Methods: Six generally healthy subjects, including 5 men, aged 42–64 years, had daily EBT assessed for 5 months and 2 years. All used hand-held devices specifically engineered for personal use, the X-halo®, DMI Singapore. They measured ear temperature (ET) to assess CBT. The EBT devices had data uploaded automatically on an Internet site. The subjects were instructed to record ET at 8-hour intervals if the measurement exceeded 37ºC. Frequency of  EBT measurements were increased during febrile illnesses.
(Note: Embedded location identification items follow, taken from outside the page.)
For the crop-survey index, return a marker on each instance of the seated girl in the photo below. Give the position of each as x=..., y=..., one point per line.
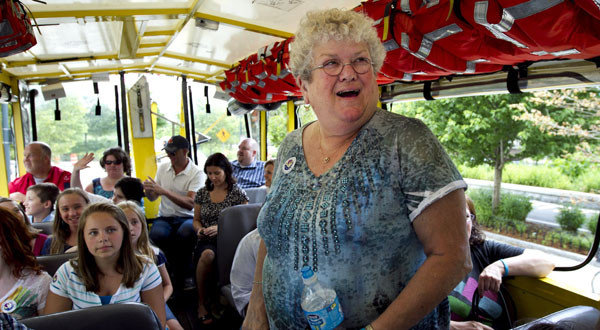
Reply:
x=220, y=192
x=107, y=270
x=141, y=244
x=129, y=189
x=23, y=285
x=491, y=262
x=69, y=206
x=38, y=239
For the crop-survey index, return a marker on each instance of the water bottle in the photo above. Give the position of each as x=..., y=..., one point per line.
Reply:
x=319, y=303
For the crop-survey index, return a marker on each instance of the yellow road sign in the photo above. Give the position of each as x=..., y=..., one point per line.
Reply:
x=223, y=135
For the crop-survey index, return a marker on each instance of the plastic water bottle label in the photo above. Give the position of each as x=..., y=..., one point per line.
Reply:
x=327, y=318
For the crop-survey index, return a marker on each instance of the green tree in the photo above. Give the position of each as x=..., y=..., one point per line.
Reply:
x=487, y=130
x=62, y=135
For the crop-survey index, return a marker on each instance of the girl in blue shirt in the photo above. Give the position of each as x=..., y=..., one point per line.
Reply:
x=141, y=244
x=106, y=270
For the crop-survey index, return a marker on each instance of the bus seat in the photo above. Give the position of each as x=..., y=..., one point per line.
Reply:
x=46, y=227
x=114, y=316
x=51, y=263
x=234, y=223
x=576, y=317
x=256, y=195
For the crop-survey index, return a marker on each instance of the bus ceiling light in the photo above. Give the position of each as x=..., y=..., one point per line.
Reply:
x=53, y=91
x=207, y=100
x=207, y=24
x=6, y=95
x=98, y=108
x=57, y=111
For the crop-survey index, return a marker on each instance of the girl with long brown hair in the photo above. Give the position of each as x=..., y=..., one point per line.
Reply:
x=69, y=205
x=23, y=286
x=107, y=270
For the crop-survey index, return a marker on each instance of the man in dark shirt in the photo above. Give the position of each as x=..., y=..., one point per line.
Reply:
x=248, y=171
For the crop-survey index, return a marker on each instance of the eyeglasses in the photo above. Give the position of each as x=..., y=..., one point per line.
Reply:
x=334, y=67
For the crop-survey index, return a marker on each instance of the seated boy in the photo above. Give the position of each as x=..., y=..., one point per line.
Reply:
x=39, y=202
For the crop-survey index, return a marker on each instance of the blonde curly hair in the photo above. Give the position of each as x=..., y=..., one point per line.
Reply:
x=332, y=24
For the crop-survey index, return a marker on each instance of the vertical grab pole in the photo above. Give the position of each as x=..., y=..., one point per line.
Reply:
x=193, y=125
x=118, y=117
x=247, y=123
x=124, y=112
x=263, y=135
x=186, y=116
x=32, y=94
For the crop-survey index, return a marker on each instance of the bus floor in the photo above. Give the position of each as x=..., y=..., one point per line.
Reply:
x=184, y=304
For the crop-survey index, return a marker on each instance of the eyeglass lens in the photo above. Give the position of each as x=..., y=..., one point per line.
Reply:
x=360, y=65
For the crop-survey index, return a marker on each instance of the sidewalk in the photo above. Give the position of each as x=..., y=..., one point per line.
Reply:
x=549, y=195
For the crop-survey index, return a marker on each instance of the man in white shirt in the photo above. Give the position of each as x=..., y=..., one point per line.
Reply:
x=176, y=183
x=242, y=270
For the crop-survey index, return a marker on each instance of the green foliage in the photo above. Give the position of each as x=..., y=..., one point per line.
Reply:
x=489, y=129
x=571, y=166
x=482, y=198
x=62, y=135
x=592, y=223
x=538, y=176
x=586, y=243
x=588, y=182
x=514, y=207
x=570, y=218
x=480, y=172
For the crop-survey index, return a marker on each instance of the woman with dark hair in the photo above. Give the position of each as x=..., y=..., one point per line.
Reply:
x=107, y=270
x=491, y=262
x=38, y=240
x=23, y=285
x=129, y=189
x=220, y=192
x=114, y=161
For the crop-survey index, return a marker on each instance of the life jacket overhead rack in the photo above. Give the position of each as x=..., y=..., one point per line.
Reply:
x=426, y=40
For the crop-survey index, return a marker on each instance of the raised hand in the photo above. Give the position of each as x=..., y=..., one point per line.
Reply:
x=83, y=162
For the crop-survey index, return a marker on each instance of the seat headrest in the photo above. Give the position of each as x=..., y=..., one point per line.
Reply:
x=123, y=316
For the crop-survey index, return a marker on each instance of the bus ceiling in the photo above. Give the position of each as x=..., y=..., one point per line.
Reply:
x=237, y=45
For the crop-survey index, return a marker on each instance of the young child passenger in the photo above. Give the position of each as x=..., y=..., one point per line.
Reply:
x=39, y=202
x=107, y=270
x=69, y=206
x=39, y=239
x=141, y=244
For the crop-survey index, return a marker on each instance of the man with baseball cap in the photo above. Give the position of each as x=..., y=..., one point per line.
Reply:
x=176, y=183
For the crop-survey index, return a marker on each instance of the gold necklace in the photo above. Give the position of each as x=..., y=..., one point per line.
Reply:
x=325, y=159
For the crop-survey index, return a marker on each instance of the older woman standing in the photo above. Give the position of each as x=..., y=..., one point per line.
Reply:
x=367, y=198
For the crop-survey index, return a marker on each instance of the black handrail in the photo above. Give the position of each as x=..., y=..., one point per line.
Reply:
x=590, y=255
Results: Six episodes of fever were documented during the study: 2 cases of rhinovirus infections in which EBT rose by 1.2-1.9ºC above baseline, preceding by 24-72 hours a moderate increase of ET (up to 38ºC); 2 cases of influenza in which EBT rose by >2.0ºC about 6 hours before ET (up to 40ºC); and 2 cases of bacterial infections, urinary and GI, in which EBT rose by ≈1.0ºC simultaneously with ET (up to 39ºC).

Conclusions: EBT rises during incipient viral infections earlier than CBT as seen by ET, providing a window of opportunity for early treatment. EBT assessment allows early detection of illness in patients at risk of exacerbation of underlying obstructive airway diseases.